December 8, 1997
TRF project to remain nameless,Grid roads may open soon
Andrew Walgamott/staff photo
Crews wash off the sides of the Target building before applying sealant to the walls.
by Andrew Walgamott
WOODINVILLE--Though many residents are at a conundrum on what to call Woodinville's expansive downtown shopping development, Bob Parks says he doesn't anticipate naming the complex. "We don't want to be thought of as something separate from the downtown. We want to be part of it," the president of TRF-Pacific said last week. Fitting in might not be as difficult for the 43-acre ("Don't call it a shopping center") project as it may seem. Sure, there are buildings still to be erected, mountains of dirt to be leveled, acres of pavement to be striped and hundreds of shrubs and trees to be planted, but Parks said the development is beginning to reflect the vision and design residents and city staff had asked for.
According to Joe Wallis, city planner, that look is known as the northwest woodlands character, or "simple three-dimensional structures", like barns, sheds and other post and beam agrarian features. This design principle is particularly visible at the Target building in the northern corner of the development, where a shiny aluminum entry way and high-set windows are reminiscent of a country barn. Post-like concrete pillars front the building. "I would guess there is no other Target in the United States that looks like this," Parks said.
Elsewhere, a pair of buildings under construction next to the sidewalk of N.E. 175th St. will have old-west style false-fronts, and a timbered park next to Schuck's features trellises and massive cedar beams that echo Molbaks across the street.
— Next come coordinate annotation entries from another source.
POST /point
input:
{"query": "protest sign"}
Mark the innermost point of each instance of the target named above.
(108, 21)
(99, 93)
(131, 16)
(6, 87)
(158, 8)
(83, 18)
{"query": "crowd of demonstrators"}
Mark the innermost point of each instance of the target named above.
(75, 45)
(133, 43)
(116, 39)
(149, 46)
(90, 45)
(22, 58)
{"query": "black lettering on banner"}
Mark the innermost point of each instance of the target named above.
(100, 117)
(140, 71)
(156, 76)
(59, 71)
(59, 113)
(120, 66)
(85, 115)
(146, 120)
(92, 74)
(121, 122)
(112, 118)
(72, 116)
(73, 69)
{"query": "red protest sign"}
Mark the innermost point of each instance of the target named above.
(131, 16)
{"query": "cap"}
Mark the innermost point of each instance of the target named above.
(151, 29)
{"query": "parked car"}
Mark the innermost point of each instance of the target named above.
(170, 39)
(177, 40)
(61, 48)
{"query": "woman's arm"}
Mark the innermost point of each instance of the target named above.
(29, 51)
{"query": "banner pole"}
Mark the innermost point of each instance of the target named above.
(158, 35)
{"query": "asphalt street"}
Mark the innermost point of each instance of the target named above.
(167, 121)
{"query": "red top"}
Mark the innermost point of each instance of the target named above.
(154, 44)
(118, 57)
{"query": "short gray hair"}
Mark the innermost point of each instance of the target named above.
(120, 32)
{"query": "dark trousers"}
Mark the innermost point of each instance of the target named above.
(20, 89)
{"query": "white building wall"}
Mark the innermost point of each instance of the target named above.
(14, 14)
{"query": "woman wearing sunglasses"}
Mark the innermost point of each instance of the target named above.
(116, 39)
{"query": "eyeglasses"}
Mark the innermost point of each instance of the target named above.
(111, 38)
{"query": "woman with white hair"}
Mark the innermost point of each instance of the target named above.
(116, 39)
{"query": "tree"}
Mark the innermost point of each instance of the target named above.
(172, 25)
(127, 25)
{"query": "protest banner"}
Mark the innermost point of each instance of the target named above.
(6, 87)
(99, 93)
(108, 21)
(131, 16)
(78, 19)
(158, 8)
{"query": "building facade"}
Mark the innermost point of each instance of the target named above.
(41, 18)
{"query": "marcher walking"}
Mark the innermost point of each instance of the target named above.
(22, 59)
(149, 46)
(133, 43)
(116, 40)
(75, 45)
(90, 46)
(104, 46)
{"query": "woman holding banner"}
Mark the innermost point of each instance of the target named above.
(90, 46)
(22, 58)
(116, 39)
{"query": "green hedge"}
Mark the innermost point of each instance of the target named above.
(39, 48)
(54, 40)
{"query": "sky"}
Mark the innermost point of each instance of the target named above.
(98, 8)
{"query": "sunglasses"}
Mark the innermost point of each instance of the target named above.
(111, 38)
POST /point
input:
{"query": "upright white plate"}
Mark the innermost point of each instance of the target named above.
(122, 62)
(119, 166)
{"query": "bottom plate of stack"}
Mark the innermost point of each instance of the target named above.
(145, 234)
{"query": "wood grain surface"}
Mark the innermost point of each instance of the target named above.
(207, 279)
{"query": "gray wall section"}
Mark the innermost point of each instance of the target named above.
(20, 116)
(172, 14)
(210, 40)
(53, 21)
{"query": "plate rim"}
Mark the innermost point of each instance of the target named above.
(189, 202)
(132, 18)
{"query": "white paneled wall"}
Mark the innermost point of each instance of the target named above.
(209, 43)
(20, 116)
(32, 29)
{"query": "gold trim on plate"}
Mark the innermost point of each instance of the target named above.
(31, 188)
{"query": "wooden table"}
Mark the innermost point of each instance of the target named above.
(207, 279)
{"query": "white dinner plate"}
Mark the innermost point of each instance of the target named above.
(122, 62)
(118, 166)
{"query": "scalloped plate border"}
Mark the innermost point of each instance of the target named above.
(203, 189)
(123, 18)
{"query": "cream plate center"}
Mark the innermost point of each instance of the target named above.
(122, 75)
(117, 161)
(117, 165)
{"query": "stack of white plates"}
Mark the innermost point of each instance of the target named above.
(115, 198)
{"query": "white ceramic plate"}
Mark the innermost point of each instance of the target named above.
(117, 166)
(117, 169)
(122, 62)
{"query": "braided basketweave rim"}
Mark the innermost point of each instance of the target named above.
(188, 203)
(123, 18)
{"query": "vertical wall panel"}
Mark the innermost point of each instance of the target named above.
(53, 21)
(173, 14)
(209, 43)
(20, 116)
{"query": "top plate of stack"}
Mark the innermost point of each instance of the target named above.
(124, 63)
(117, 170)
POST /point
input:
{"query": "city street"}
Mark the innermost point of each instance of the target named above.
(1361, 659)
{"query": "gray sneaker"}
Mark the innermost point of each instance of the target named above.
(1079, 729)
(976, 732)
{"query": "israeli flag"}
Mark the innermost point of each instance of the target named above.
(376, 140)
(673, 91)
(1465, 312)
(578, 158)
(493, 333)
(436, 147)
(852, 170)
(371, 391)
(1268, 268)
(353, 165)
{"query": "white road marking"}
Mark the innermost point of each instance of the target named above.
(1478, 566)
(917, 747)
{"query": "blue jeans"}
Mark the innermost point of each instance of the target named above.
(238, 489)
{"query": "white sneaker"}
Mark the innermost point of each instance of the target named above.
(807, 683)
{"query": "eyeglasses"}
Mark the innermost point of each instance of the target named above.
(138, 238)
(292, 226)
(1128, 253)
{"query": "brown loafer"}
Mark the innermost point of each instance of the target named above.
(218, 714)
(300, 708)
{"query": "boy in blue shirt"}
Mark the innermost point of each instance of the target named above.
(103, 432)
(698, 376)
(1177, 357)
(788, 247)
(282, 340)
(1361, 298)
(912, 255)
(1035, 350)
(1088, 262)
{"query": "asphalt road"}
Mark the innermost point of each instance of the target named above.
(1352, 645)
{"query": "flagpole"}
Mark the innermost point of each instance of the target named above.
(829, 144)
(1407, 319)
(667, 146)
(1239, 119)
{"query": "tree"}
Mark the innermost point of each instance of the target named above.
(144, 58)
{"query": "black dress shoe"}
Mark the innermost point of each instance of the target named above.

The building nearest Burger King is slated to be occupied by Great Clips, General Nutrition Center, Bella Cleaners, Kinko's and GTE Phone Mart while the structure near Firestone will house Hollywood Video, Taco Del Mar, Starbucks and a tenant to be named.
Parks said construction on Top Food and Drug near Tilton Truss as well as two other structures was expected to begin soon. Crews are also busy putting the roof on the Cineplex Odeon 12-screen theater in the southeast corner of the development. And while the project will definitely change Woodinville's skyline and future forever, Parks said he was pleased with the way it was taking shape. "I like the way it looks. I hope others do to," he said.
Motorists and pedestrians may get a chance to peruse the innards of the complex soon and judge for themselves. Parks said two grid streets inside the project, N.E. 178th St. and 138th Ave. N.E., have been paved and signalized, and may be activated before the middle of next January when Burlington Northern Sante Fe crews are supposed to finish work on a new railroad crossing connecting 178th to N.E. 177th Pl. Doing so will ease congestion problems elsewhere in Woodinville.
Public Works Director Ron Cameron said TRF-built roads will provide one-third to one-half of all downtown circulation capacity, handling more traffic than the developers expect to generate. Anticipating the impact of the development, the city is also considering the addition of a second left-turn lane off of 131st Ave. N.E. near Dairy Queen onto a widened N.E. 177th Pl., the street paralleling the westside of the BNSF tracks. Also, a slip ramp from State Route 522 onto 178th has been proposed, though Cameron said that was five to ten years in the future.